Unfortunately, computers cannot understand ordinary spoken English or any other natural language. The only language they can understand directly is called machine code: central processors operate on codes which consist of a series of binary digits (1s and 0s). In this form, the instructions are said to be in machine codes.
However, machine code as a means of communication is very difficult to write. For this reason, we use symbolic languages that are easier to understand. Then, by using a special program, these languages can be translated into machine codes. For example, the so-called assembly languages use abbreviations such as ADD, SUB, MPY to represent instructions. These mnemonic codes are like labels easily associated with the items to which they refer.
Basic languages, where the program is similar to the machine code version, are known as low-level languages. In these languages, each instruction is equivalent to a single machine code instruction, and the program is converted into machine code by a special program called an assembler. These languages are still quite complex and restricted to particular machines.
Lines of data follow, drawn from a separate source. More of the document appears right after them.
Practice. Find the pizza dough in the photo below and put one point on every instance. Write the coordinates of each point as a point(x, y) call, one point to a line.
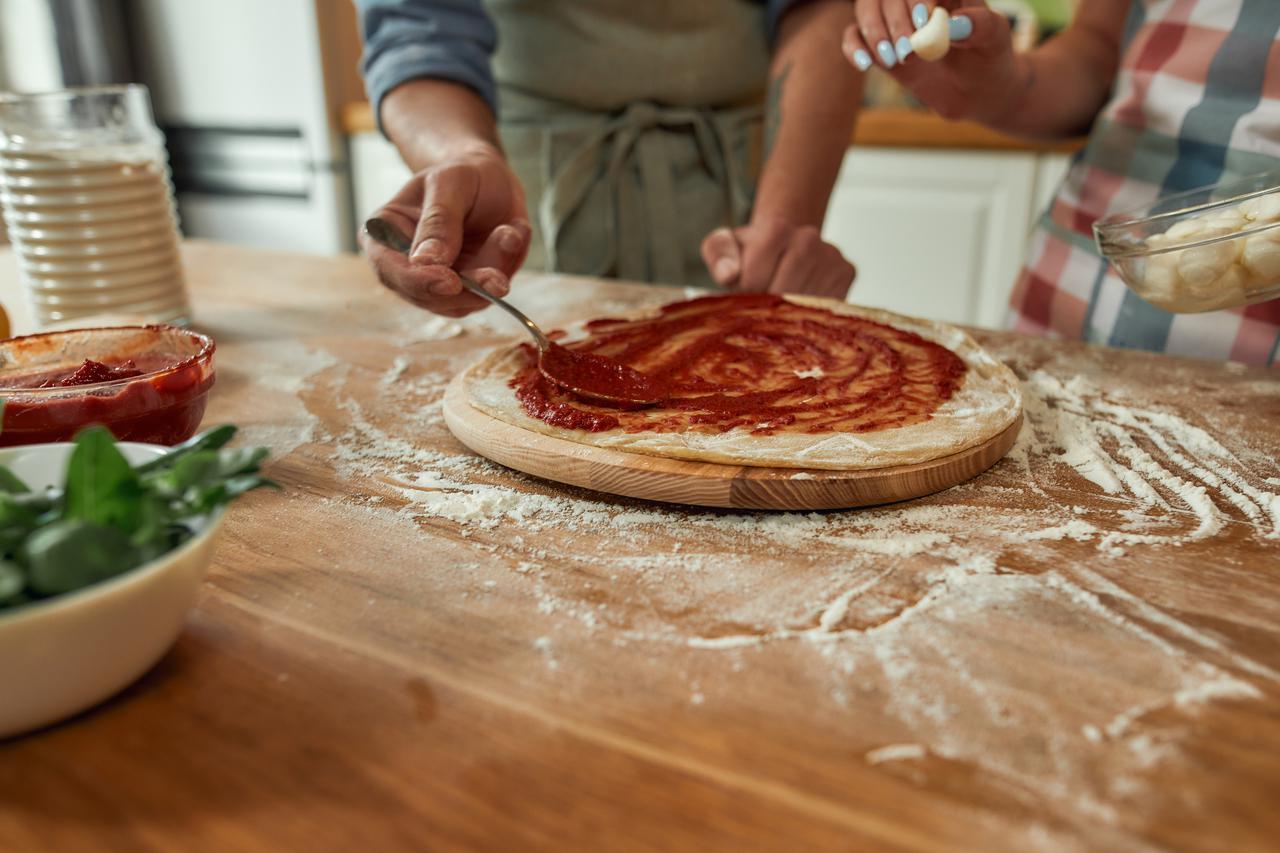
point(986, 402)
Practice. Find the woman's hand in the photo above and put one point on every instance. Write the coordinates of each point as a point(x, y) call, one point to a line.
point(466, 214)
point(775, 256)
point(981, 78)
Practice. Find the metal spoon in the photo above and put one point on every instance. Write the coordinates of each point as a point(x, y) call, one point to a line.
point(583, 373)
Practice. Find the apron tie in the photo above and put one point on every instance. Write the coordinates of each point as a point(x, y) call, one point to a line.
point(643, 236)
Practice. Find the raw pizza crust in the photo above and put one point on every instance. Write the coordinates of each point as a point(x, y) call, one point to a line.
point(987, 402)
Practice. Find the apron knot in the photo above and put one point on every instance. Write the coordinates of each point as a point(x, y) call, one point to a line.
point(632, 155)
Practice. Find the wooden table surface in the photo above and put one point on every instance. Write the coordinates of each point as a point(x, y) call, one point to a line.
point(412, 648)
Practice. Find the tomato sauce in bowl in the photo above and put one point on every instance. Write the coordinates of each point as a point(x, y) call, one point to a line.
point(144, 383)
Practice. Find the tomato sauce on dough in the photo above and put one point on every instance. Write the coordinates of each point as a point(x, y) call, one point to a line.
point(754, 361)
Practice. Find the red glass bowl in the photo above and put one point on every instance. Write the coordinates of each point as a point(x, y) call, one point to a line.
point(161, 406)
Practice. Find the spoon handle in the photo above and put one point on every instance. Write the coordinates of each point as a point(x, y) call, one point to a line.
point(471, 284)
point(389, 236)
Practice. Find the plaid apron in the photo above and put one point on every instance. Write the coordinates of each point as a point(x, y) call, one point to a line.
point(1196, 101)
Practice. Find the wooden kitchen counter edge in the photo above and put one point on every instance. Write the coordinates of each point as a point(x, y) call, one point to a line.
point(886, 127)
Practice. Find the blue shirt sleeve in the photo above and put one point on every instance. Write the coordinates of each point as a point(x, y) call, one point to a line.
point(449, 40)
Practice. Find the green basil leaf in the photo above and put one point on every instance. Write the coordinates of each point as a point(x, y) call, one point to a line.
point(101, 486)
point(12, 580)
point(210, 439)
point(73, 553)
point(12, 483)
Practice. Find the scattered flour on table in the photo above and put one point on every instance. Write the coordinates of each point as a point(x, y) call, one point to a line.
point(892, 609)
point(896, 752)
point(277, 422)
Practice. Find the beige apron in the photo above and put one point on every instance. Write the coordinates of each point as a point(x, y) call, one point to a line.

To make the programs easier to write and to overcome the problem of intercommunication between different types of machines, higher-level languages were designed such as BASIC, COBOL, FORTRAN or PASCAL. These languages are all problem-oriented rather than machine-oriented and can be converted into the machine codes of different types of computers. Programs written in one of these languages (known as source programs) are converted into a lower-level language by means of a compiler (generating the object program). On complication, each statement in a high-level language is generally translated into many machine code instructions.
People communicate instructions to the computer in symbolic languages and the easier this communication can be made the wider the application of computer will be.